Department of Urology, Peking University Shenzhen Hospital, Shenzhen 518036, China.

出版信息

Beijing Da Xue Xue Bao Yi Xue Ban. 2010 Aug 18;42(4):487-92.

Abstract

Nocturia is one of the most common reasons for interrupted sleep in general adult population. The condition affects both men and women, with an incidence that increases dramatically with age. Nocturia has a negative impact on quality of life, affecting both morbidity and mortality. International Continence Society (ICS) issued a report of terminology standardization in 2002, in which nocturia is defined as waking during the night at least once to urinate. Nocturia is a common complaint in elderly population. Although most cases of nocturia are assumed to be caused by urologic problems, the interacting effects of aging and sleep on renal and urinary function, in fact, cause nocturia in the elderly. Effective diagnosis of the condition is dependent on a clear understanding of its underlying etiology. Multiple factors may cause nocturia, such as behavioral or environmental factors and pathologic conditions. In general, the causes of nocturia fall into three categories: diurnal polyuria, nocturnal polyuria, and low bladder capacity. Careful evaluation of medications and underlying medical conditions is essential for the proper management of nocturia. A voiding diary is necessary to diagnose the syndrome of nocturnal polyuria, which is a common cause of nocturia. Addressing any underlying conditions that contribute to nocturia is the first step in treating the condition. Lifestyle and behavioral changes may provide benefit in some individuals, but for many cases, pharmacotherapy is the best option. Antimuscarinic agents are first-line therapies for overactive bladder and are often used in the management of nocturia.
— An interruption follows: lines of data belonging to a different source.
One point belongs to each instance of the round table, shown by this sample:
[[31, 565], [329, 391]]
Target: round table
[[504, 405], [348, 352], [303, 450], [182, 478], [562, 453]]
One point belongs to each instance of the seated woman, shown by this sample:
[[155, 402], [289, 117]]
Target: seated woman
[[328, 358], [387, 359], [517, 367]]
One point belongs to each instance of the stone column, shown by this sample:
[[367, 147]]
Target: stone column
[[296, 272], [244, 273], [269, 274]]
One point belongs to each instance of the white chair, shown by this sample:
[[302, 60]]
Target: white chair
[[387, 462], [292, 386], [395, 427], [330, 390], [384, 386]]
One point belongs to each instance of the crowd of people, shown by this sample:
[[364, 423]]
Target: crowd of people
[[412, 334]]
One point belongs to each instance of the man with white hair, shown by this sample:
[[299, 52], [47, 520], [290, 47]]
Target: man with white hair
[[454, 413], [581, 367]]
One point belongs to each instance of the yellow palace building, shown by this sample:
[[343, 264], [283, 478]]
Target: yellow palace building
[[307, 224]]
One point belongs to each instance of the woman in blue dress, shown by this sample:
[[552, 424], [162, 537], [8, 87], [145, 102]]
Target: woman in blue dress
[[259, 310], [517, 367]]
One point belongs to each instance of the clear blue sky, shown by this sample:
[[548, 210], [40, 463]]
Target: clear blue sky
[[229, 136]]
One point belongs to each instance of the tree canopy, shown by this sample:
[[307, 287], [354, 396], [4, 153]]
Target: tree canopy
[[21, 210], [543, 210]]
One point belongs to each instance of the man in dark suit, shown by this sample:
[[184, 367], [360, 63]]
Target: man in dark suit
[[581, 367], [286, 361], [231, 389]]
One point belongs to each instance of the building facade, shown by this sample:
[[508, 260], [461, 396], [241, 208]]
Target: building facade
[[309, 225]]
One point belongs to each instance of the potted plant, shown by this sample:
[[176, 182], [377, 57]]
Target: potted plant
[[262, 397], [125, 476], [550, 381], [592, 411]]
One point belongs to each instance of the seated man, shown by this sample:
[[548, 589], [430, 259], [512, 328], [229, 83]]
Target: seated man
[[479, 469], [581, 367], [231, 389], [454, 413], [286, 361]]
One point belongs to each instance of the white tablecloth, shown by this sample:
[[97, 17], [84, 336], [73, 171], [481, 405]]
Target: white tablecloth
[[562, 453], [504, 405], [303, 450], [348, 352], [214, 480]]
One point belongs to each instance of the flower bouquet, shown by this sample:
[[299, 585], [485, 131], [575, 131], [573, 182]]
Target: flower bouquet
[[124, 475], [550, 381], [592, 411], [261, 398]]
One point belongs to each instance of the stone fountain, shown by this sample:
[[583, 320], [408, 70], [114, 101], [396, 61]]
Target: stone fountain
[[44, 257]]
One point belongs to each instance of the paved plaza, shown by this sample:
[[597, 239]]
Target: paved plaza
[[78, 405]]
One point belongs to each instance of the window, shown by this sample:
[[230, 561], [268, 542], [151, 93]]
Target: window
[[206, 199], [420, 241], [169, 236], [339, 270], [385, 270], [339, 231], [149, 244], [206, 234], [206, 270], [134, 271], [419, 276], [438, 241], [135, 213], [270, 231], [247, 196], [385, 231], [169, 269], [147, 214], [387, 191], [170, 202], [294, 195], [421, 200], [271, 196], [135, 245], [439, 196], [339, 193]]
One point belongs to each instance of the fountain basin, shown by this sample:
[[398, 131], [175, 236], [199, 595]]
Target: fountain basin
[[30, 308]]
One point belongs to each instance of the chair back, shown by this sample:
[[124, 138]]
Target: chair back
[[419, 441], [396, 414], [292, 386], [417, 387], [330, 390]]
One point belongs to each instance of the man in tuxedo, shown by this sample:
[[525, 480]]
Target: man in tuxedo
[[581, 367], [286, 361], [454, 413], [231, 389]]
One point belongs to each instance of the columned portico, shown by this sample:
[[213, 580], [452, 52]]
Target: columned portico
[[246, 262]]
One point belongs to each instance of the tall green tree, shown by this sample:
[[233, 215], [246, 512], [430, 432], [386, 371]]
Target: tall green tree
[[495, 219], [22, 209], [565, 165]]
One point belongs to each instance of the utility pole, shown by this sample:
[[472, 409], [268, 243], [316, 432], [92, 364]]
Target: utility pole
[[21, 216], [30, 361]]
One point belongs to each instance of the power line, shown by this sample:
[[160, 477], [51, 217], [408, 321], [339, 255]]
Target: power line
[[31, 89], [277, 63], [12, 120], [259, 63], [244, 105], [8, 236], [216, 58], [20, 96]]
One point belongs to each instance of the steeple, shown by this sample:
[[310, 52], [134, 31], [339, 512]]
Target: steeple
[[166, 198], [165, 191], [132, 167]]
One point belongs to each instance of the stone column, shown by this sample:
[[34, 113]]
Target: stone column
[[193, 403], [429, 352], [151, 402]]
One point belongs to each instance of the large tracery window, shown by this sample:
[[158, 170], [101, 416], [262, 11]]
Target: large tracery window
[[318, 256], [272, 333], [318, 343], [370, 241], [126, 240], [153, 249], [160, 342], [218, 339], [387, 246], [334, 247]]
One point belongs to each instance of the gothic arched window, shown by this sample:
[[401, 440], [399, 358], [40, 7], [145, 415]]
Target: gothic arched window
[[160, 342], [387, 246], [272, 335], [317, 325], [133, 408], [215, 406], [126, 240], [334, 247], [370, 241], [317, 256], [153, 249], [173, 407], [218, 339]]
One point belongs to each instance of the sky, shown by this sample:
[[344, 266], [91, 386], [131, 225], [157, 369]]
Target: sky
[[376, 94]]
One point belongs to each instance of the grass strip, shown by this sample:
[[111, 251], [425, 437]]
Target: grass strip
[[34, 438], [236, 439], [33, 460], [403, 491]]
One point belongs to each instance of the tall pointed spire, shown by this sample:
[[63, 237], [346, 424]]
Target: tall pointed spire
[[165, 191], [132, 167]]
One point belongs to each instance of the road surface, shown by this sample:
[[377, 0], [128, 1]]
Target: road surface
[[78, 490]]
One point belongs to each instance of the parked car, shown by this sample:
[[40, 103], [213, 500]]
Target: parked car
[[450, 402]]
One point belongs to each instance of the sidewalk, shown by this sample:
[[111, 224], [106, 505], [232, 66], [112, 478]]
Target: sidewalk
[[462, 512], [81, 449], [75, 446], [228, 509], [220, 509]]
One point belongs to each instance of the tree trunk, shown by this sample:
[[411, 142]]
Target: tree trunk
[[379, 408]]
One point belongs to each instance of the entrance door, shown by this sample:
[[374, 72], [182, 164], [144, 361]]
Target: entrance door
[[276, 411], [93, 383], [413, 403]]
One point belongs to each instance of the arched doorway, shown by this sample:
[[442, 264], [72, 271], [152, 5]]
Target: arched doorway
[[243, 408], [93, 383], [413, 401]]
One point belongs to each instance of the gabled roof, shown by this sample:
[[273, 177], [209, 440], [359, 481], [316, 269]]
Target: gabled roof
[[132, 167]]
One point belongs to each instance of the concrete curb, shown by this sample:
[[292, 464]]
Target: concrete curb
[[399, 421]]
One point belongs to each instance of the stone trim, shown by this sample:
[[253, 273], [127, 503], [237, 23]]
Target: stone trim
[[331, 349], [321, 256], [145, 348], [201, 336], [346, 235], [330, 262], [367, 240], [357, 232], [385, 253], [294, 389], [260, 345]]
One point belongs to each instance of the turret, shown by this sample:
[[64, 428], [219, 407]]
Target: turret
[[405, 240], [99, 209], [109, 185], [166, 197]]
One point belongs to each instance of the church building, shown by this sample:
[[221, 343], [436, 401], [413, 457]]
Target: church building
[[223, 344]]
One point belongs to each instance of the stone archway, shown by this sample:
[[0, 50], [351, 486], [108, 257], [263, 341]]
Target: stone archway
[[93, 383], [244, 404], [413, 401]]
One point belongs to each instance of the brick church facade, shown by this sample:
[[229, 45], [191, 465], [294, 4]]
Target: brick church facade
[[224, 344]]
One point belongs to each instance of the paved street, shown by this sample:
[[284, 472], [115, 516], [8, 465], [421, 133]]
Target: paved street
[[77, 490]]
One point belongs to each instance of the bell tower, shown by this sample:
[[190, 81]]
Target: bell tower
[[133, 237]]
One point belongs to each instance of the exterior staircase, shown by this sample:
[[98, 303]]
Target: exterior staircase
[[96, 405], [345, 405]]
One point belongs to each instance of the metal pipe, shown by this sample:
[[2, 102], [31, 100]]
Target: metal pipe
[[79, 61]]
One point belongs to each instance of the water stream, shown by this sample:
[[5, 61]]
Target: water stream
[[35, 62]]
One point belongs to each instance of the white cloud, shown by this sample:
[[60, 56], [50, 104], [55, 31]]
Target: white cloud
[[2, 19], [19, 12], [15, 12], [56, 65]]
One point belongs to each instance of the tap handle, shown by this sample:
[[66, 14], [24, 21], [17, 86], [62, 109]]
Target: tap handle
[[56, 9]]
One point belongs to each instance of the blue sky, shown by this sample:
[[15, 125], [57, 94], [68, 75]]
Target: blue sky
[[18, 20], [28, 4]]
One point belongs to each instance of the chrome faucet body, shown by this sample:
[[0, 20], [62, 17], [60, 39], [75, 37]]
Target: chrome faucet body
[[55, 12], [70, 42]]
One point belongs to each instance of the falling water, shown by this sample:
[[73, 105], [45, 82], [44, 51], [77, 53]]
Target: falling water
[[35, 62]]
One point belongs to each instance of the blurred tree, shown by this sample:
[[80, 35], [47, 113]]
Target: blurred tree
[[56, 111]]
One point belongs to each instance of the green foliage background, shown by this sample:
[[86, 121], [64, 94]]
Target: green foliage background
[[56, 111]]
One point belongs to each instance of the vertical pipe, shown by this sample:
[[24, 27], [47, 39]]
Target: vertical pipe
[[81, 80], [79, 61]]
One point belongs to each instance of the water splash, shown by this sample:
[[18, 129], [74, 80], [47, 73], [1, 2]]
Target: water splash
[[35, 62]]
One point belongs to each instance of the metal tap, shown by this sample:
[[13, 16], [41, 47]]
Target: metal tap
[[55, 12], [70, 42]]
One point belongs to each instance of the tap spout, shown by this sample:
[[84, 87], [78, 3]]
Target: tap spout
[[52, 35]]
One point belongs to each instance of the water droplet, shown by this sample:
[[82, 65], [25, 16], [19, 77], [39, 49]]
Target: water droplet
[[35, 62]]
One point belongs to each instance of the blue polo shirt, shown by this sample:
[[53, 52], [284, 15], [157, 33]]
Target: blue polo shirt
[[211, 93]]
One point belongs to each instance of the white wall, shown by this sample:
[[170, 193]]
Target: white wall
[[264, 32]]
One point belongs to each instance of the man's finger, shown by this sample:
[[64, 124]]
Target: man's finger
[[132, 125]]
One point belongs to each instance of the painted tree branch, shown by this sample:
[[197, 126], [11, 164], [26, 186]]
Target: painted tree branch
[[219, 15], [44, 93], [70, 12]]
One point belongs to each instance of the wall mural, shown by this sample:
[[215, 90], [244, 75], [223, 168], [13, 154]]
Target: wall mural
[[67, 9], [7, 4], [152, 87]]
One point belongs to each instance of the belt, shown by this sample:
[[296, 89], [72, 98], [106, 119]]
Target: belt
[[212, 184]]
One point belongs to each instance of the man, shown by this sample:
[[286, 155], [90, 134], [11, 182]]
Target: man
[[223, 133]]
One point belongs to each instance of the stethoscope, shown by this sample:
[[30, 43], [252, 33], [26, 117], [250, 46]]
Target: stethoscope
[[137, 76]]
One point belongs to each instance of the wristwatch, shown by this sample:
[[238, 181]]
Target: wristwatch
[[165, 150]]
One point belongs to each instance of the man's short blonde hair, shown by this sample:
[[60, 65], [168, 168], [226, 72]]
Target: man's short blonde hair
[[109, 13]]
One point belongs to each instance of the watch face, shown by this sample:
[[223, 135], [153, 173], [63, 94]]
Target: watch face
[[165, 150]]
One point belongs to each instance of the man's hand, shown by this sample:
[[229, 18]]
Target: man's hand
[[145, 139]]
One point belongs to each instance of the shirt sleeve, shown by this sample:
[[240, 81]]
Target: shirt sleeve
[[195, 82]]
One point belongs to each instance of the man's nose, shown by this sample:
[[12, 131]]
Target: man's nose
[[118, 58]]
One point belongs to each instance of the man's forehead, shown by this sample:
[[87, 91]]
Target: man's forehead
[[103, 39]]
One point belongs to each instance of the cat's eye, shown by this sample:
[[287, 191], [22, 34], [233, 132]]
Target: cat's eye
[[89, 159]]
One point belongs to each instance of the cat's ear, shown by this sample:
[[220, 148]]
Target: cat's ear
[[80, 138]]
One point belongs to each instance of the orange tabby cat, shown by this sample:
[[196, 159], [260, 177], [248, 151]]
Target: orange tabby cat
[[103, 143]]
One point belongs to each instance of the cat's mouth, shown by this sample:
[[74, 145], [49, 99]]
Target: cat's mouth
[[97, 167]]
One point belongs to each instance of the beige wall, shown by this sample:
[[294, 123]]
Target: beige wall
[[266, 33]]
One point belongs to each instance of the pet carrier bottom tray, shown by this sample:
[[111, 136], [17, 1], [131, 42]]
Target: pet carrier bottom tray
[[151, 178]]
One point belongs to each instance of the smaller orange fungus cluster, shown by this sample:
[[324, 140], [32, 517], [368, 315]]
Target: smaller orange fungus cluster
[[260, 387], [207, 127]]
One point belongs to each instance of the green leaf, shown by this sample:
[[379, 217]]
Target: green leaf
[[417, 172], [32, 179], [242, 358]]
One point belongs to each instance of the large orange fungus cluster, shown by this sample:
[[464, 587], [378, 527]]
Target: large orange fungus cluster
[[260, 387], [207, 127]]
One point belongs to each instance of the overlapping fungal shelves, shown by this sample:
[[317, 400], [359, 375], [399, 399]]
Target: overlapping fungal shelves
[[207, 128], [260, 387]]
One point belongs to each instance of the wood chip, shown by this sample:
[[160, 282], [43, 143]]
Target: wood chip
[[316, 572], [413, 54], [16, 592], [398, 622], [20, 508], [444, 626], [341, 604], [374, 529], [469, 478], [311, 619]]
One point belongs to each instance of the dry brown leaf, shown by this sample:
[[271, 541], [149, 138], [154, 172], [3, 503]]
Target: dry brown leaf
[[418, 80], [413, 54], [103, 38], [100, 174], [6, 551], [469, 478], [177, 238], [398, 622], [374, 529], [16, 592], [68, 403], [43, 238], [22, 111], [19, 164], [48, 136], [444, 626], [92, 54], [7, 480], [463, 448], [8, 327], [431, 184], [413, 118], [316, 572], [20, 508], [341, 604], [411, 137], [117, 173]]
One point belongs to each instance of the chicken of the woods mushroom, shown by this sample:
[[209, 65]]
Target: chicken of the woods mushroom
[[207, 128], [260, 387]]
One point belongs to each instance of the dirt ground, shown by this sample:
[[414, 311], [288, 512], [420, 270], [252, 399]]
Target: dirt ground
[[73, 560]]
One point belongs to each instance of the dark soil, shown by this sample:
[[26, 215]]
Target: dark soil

Current treatment options also include desmopressin, a synthetic analog of arginine vasopressin, which can increase urinary osmolality and decrease total urinary volume. The desmopressin therefore increases the length of time until the first nocturnal void and decreases the number of nocturnal voids, the NUV voided, and the percentage of urine voided at night.

摘要

夜尿症是一般成年人群睡眠中断的最常见原因之一。这种情况在男性和女性中都会出现,其发病率会随着年龄的增长而急剧上升。夜尿症会对生活质量产生负面影响,同时影响发病率和死亡率。国际尿控协会(ICS)在2002年发布了一份术语标准化报告,其中夜尿症被定义为夜间至少醒来排尿一次。夜尿症是老年人群中的常见主诉。虽然大多数夜尿症病例被认为是由泌尿系统问题引起的,但实际上衰老和睡眠对肾脏及泌尿功能的相互作用才导致了老年人的夜尿症。对该病症的有效诊断取决于对其潜在病因的清晰理解。多种因素可能导致夜尿症,如行为或环境因素以及病理状况。一般来说,夜尿症的病因可分为三类:日间多尿、夜间多尿和膀胱容量低。仔细评估药物和潜在的医疗状况对于夜尿症的恰当管理至关重要。排尿日记对于诊断夜间多尿综合征是必要的,而夜间多尿综合征是夜尿症的常见病因。处理任何导致夜尿症的潜在状况是治疗该病症的第一步。生活方式和行为改变可能对某些个体有益,但在许多情况下,药物治疗是最佳选择。抗胆碱能药物是治疗膀胱过度活动症的一线疗法,常用于夜尿症的管理。目前的治疗选择还包括去氨加压素,一种精氨酸加压素的合成类似物,它可以增加尿渗透压并减少总尿量。因此,去氨加压素可延长直至首次夜间排尿的时间,并减少夜间排尿次数、夜间排尿量以及夜间排尿占总尿量的百分比。